Corporate readers trust traditional news organizations — such as the Wall Street Journal and CNN, finding them “very credible.” Legal news curators and aggregators such as JD Supra are also considered “very credible.” Accordingly, it makes sense for law firms to adapt their storytelling techniques in their content marketing.
Content marketing is already popular — 84% of chief marketing officers at law firms said they will create more content in 2014. Ironically only 29% of CMOs have appointed a content manager to oversee this strategy. Successful law firms hire an outside professional writer who is skilled at both law and journalism.
LinkedIn is a necessity, not a differentiator – The social network perceived to have the most professional relevance for lawyers has become ubiquitous across every age group surveyed. Overall, 37 percent said they had used it within the past 24 hours, more than the number who had used Facebook, Twitter and YouTube combined.

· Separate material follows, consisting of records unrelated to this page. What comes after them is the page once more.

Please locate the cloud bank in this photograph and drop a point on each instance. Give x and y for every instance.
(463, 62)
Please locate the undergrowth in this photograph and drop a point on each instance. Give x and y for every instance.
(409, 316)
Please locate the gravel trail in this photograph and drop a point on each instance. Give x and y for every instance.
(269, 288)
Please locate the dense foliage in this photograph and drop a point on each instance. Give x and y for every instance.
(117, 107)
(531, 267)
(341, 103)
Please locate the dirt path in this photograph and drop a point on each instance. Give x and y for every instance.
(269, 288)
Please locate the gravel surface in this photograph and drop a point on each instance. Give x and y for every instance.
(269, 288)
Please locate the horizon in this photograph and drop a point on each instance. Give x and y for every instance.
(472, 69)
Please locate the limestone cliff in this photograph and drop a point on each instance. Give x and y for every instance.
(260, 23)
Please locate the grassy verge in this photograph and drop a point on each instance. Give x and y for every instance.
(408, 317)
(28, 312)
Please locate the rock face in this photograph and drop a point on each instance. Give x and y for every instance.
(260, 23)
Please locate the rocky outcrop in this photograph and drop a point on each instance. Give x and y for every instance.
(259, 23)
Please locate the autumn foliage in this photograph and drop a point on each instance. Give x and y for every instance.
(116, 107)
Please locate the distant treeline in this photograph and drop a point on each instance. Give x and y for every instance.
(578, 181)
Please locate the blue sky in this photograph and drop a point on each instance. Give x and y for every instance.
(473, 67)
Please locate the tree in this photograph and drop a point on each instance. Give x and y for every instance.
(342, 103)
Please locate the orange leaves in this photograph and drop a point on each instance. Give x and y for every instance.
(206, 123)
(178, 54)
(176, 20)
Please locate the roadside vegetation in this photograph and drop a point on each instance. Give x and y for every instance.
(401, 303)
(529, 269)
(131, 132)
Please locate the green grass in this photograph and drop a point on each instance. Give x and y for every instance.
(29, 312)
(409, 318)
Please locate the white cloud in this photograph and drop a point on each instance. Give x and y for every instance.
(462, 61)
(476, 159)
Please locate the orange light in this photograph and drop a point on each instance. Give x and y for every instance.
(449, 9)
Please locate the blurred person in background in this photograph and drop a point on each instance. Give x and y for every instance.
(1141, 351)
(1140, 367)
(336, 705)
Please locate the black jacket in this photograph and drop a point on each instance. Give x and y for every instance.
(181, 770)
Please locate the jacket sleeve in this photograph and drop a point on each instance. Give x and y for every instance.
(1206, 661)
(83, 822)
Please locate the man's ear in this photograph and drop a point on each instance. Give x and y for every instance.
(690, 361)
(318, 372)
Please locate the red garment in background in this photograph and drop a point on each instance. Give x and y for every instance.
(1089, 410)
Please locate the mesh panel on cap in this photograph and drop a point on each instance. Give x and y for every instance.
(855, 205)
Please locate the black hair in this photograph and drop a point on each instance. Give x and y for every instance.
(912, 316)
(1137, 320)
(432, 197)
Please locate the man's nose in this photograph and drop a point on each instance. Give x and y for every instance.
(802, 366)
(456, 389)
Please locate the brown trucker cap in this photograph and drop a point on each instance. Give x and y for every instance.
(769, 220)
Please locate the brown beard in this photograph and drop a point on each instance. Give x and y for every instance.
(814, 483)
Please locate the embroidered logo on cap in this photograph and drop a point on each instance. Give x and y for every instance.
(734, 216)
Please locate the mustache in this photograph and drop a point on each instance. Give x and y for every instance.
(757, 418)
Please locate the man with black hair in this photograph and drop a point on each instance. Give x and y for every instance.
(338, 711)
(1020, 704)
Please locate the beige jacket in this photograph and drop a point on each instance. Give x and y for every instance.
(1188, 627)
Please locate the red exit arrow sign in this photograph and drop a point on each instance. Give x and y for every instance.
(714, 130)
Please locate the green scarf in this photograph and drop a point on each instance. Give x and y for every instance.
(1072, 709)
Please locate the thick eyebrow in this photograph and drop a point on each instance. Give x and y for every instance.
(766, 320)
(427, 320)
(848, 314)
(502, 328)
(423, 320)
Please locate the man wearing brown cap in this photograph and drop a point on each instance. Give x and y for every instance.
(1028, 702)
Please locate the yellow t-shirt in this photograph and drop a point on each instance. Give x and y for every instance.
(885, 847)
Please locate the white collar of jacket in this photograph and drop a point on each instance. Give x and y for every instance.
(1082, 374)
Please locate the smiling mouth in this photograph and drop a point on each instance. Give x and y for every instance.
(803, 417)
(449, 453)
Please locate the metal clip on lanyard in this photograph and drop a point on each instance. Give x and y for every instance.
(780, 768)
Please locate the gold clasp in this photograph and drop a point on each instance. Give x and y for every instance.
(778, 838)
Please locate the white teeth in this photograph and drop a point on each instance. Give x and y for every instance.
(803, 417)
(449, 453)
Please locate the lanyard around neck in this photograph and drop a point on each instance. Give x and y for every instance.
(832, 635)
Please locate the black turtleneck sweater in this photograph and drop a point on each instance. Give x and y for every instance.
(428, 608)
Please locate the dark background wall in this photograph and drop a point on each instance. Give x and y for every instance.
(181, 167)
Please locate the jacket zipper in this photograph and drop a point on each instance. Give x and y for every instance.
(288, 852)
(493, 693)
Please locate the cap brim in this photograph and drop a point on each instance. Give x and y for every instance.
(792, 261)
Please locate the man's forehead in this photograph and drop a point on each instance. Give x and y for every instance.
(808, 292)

Mobile devices are always on – GCs are as mobile as any other business executives. Some 46% said they accessed social media sites with tablets, such as an iPad, and 46% accessed social media sites with smart phones, like a Samsung Galaxy 5. These facts emphasize the importance that law firms use responsive design for their websites, so that they are easily viewed on screens smaller than the office computer monitor.
GCs remain largely “invisible” on social media – This year’s survey affirmed the “invisible user” phenomenon: 71 percent of survey respondents use social media in listen-only mode, while only 29 percent are disseminating information and engaging with other users. Clearly, just because in-house lawyers do not respond with comments doesn’t mean they aren’t consuming content.
Law firm blogs
It is clearly time for law firms to adopt corporate journalism, because the survey concluded that readership of law firm blogs has stopped growing. This, no doubt, is because lawyer blog posts are often indistinguishable from their complex court filings and pleadings.
Nevertheless, corporate counsel said they did read blogs:
- 65% – To get practical information and analysis in substantive areas of law.
- 47% – To complement trade publications and daily news reports.
- 18% – To link up with leading writers focusing on the industry of their company.
- 15% – To judge the capabilities of private lawyers they might hire.
- 9% – Don’t read law blogs.
To arrive at the findings, Greentarget, ALM Legal Intelligence and Zeughauser Group surveyed 189 corporate in-house counsel who identified themselves as GCs, chief legal officers, deputy or assistant GCs, in-house counsel and related titles.